PTB binds to the polypyrimidine tract sequence in the UNR 5'-UTR
In an attempt to identify potential cellular proteins that specifically interact with the UNR 5'-UTR, we surveyed the corresponding RNA sequence for the presence of ITAF consensus binding sites. This revealed two pyrimidine-rich sequences localized at nucleotides 257–270 and nucleotides 335–355 of the human UNR 5'-UTR that are potential binding sites for the cellular RNA binding pyrimidine tract binding protein PTB (Figure 1A) (36). To examine whether PTB interacts with the UNR 5'-UTR, UV cross-linking experiments in which radiolabeled UNR 5'-UTR RNA was incubated with recombinant His-tagged PTB (a gift from Dr J. Jackson) were performed. EMCV IRES RNA and PITSLRE IRES RNA served as a positive and a negative control, respectively. The EMCV IRES RNA is known for its strong interaction with PTB (37). The PITSLRE RNA is devoid of pyrimidine-rich sequences and does not bind PTB (S. Tinton, unpublished results). Figure 3A clearly illustrates the binding of His-tagged PTB to the UNR 5'-UTR and EMCV IRES probes. The specificity of the interaction between the UNR RNA and PTB was also determined by performing UV cross-linking reactions in the presence of excess unlabeled UNR RNA, EMCV RNA or PITSLRE RNA. PTB binding was successfully prevented by molar excess of unlabeled UNR RNA or EMCV IRES RNA, whereas an excess of PITSLRE IRES RNA had no effect on the binding, indicating that recombinant PTB interacts specifically with the UNR 5'-UTR.

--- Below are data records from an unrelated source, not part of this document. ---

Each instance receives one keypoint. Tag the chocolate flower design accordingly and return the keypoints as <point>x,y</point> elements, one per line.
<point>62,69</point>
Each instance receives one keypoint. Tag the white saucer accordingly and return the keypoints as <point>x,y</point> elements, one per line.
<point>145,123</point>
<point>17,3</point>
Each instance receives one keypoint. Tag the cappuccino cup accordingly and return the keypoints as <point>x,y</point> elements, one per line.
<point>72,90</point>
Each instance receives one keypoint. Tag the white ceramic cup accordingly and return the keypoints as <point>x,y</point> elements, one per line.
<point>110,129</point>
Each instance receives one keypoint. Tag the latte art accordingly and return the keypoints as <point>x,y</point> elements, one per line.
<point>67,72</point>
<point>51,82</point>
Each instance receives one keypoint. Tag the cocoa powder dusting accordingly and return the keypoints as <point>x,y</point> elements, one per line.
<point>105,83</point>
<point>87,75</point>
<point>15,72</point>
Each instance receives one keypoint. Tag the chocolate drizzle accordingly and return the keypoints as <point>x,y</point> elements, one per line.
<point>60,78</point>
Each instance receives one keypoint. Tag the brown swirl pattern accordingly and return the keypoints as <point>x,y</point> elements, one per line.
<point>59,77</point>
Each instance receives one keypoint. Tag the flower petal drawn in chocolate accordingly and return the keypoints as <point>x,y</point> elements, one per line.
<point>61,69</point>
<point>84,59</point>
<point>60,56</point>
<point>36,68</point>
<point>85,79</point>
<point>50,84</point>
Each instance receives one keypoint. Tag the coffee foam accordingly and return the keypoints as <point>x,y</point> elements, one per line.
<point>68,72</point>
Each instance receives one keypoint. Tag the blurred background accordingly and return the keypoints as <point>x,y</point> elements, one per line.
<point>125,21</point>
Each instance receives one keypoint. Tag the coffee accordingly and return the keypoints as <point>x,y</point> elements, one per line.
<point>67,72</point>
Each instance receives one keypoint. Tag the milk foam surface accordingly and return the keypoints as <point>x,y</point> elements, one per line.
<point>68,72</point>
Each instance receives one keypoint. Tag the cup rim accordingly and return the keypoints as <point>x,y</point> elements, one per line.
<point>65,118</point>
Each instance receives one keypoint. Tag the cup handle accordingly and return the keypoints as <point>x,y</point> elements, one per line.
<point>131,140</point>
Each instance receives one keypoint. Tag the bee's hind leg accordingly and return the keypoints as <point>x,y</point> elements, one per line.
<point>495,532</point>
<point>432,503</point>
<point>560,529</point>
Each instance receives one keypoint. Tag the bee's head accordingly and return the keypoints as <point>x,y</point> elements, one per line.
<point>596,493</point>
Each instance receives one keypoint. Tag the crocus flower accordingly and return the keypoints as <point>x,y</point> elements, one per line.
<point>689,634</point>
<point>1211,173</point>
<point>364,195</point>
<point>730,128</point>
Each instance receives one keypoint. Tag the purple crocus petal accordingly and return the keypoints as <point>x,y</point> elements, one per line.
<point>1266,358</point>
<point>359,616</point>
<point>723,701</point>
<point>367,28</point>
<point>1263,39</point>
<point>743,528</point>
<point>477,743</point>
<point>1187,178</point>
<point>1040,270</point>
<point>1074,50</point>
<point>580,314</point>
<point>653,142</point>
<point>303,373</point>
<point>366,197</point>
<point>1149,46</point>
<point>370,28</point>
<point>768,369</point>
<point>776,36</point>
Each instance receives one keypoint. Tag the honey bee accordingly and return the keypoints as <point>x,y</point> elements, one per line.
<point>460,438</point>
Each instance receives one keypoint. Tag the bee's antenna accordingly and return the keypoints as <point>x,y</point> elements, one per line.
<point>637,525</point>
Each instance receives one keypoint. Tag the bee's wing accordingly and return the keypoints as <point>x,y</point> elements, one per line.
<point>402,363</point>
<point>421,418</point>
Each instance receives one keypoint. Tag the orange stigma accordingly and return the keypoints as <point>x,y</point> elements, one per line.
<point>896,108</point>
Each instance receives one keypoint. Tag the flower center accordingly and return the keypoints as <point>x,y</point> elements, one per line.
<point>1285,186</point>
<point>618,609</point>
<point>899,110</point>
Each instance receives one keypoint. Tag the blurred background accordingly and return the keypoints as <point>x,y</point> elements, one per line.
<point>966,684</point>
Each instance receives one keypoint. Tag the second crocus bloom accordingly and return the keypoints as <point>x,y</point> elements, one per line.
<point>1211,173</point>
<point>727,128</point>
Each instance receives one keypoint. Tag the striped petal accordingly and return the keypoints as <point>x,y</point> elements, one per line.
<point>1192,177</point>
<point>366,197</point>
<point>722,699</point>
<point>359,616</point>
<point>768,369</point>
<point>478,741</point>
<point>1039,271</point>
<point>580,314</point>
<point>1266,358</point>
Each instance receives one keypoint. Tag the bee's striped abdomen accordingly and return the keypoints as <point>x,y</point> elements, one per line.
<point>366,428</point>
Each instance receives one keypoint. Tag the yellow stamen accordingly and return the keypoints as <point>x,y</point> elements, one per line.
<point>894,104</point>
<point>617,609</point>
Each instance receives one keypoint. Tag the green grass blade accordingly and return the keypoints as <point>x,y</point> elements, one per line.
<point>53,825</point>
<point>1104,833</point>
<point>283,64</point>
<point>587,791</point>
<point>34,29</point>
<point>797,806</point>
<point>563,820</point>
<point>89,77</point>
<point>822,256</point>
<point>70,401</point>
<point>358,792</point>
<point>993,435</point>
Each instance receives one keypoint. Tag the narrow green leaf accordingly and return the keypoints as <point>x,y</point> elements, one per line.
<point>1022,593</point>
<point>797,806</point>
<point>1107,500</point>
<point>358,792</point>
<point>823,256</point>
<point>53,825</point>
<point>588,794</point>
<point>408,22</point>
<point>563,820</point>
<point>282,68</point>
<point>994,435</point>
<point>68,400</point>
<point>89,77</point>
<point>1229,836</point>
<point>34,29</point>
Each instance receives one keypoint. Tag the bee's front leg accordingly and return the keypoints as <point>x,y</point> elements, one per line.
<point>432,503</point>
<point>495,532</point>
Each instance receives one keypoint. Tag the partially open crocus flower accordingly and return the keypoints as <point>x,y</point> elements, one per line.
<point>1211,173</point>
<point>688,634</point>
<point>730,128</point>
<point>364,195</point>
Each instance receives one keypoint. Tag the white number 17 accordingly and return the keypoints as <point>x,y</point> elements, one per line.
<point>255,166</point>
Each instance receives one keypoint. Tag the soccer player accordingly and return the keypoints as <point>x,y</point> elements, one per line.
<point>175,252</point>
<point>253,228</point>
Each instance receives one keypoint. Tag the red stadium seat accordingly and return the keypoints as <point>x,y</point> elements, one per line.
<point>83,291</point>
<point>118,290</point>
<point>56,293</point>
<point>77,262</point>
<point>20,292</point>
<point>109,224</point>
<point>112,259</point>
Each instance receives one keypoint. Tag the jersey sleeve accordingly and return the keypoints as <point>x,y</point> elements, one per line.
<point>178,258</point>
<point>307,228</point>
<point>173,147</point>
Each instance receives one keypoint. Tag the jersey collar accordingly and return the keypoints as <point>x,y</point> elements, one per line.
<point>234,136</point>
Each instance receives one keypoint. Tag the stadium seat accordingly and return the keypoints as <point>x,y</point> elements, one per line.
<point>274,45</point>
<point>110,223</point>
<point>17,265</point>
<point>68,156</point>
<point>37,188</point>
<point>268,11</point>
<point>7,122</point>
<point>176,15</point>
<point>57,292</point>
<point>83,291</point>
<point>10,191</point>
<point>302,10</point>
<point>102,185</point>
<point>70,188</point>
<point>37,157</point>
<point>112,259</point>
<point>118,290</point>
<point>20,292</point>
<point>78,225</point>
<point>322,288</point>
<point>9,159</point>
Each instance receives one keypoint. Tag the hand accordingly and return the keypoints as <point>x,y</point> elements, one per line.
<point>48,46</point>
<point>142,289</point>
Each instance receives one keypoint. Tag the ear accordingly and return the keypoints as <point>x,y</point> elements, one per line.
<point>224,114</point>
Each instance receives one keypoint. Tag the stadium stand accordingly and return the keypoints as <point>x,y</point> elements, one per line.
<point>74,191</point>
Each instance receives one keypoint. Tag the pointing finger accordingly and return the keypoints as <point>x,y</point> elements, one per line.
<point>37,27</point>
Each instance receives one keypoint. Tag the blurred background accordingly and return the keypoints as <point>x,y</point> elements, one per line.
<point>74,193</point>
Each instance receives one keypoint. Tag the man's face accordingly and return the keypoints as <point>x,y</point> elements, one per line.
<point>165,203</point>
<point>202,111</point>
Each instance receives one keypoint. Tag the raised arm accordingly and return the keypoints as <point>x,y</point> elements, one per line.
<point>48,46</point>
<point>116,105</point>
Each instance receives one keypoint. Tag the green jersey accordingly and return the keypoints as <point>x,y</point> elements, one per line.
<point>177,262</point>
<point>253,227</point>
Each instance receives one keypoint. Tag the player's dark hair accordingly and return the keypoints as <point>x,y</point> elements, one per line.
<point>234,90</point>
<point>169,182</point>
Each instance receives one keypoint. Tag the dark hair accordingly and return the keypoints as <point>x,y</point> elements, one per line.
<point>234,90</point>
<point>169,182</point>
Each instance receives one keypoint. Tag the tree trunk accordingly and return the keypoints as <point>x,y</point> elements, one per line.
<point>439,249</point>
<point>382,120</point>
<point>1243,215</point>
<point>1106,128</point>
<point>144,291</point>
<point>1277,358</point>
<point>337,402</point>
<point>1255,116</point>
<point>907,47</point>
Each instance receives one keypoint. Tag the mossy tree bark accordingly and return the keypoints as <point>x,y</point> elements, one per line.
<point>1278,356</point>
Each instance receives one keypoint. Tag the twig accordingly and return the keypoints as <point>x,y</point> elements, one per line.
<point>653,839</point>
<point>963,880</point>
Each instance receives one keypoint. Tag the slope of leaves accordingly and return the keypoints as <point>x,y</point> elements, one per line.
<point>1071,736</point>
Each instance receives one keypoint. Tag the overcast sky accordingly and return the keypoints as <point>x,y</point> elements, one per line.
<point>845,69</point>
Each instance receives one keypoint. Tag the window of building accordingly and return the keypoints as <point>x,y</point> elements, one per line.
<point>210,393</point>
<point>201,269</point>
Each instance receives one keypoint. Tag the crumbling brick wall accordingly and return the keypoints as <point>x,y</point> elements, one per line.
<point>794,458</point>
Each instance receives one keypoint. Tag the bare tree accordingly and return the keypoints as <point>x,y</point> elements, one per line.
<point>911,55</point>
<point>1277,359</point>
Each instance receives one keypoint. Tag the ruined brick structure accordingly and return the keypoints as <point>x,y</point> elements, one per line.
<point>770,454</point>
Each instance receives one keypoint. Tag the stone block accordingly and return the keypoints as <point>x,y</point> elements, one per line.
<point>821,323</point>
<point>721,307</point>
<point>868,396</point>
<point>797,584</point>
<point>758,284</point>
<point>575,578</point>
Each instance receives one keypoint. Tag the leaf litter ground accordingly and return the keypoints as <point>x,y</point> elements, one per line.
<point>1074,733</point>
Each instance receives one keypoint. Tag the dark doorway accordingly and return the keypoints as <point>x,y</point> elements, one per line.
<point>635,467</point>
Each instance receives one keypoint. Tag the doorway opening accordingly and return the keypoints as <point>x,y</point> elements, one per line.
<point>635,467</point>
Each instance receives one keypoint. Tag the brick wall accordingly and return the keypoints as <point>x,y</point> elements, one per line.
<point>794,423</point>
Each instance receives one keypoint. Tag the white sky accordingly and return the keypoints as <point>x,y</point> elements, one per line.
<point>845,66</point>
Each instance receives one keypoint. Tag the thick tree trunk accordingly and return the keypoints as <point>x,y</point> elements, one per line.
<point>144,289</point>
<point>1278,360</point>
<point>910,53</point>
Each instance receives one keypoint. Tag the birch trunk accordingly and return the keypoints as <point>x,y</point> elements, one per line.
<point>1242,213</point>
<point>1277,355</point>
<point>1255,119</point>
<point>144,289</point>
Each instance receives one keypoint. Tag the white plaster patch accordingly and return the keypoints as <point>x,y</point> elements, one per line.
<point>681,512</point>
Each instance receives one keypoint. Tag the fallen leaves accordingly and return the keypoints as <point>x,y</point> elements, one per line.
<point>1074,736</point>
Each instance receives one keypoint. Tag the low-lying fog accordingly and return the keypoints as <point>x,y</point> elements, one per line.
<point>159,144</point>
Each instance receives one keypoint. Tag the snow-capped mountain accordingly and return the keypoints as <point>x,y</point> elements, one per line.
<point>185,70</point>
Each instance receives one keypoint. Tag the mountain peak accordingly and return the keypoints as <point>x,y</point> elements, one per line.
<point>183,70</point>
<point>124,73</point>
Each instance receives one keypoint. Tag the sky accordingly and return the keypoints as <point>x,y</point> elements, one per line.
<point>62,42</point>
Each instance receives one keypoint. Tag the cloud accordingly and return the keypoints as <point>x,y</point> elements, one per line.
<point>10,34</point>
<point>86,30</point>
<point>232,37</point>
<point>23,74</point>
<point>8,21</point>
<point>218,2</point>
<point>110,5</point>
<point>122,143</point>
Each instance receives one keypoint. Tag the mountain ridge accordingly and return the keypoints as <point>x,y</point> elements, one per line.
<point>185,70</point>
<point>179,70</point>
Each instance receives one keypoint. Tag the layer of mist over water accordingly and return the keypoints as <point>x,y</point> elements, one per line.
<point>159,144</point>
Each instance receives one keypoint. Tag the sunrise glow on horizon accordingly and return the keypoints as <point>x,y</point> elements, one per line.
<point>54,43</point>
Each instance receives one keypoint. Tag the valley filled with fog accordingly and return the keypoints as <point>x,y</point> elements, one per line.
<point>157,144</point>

Figure 3 PTB interacts with the UNR 5'-UTR. (A) Recombinant His-tagged PTB protein interacts with the UNR 5'-UTR. UV cross-linking assays were performed by pre-incubating 400 ng of His-tagged PTB protein with 32P-labeled probes corresponding to the UNR 5'-UTR, the EMCV IRES (EM) or the PITSLRE IRES (PIT), as indicated. In the case of the UNR 5'-UTR, specificity was determined by prior incubation of the UNR 5'-UTR probe in the absence or presence of 10–500 molar excess of unlabeled UNR IRES transcript, EMCV IRES transcript (EM) or PITSLRE IRES transcript (PIT), respectively. After RNA binding and UV-irradiation, samples were treated with an RNase cocktail and resolved by SDS–PAGE. The arrow depicts the position of cross-linked His-tagged PTB. (B) Cytoplasmic extracts from parental HEK293T cells (–) or from HEK293T cells overexpressing E-tagged PTB (PTB-E) were prepared as described in Materials and Methods. After incubation and UV-irradiation with the RNA probes corresponding to the UNR 5'-UTR or the EMCV IRES (EM), samples were treated with an RNase cocktail. One part of the sample was analyzed by SDS–PAGE (left panel), the other part was further mixed with anti-E-tag antibody for immunoprecipitation of labeled E-tagged PTB. Bound proteins were analyzed by SDS–PAGE. The arrow depicts the position of cross-linked E-tagged PTB (right panel). (C) Biotinylated UNR, EMCV (EM) and PITSLRE (PIT) IRES RNAs bound to streptavidin beads were incubated with cytoplasmic extracts from parental HEK293T cells as described in Materials and Methods. After extensive washing, RNA bound proteins were analyzed by western blotting using anti-PTB antibodies. The arrow depicts the position of endogenous PTB.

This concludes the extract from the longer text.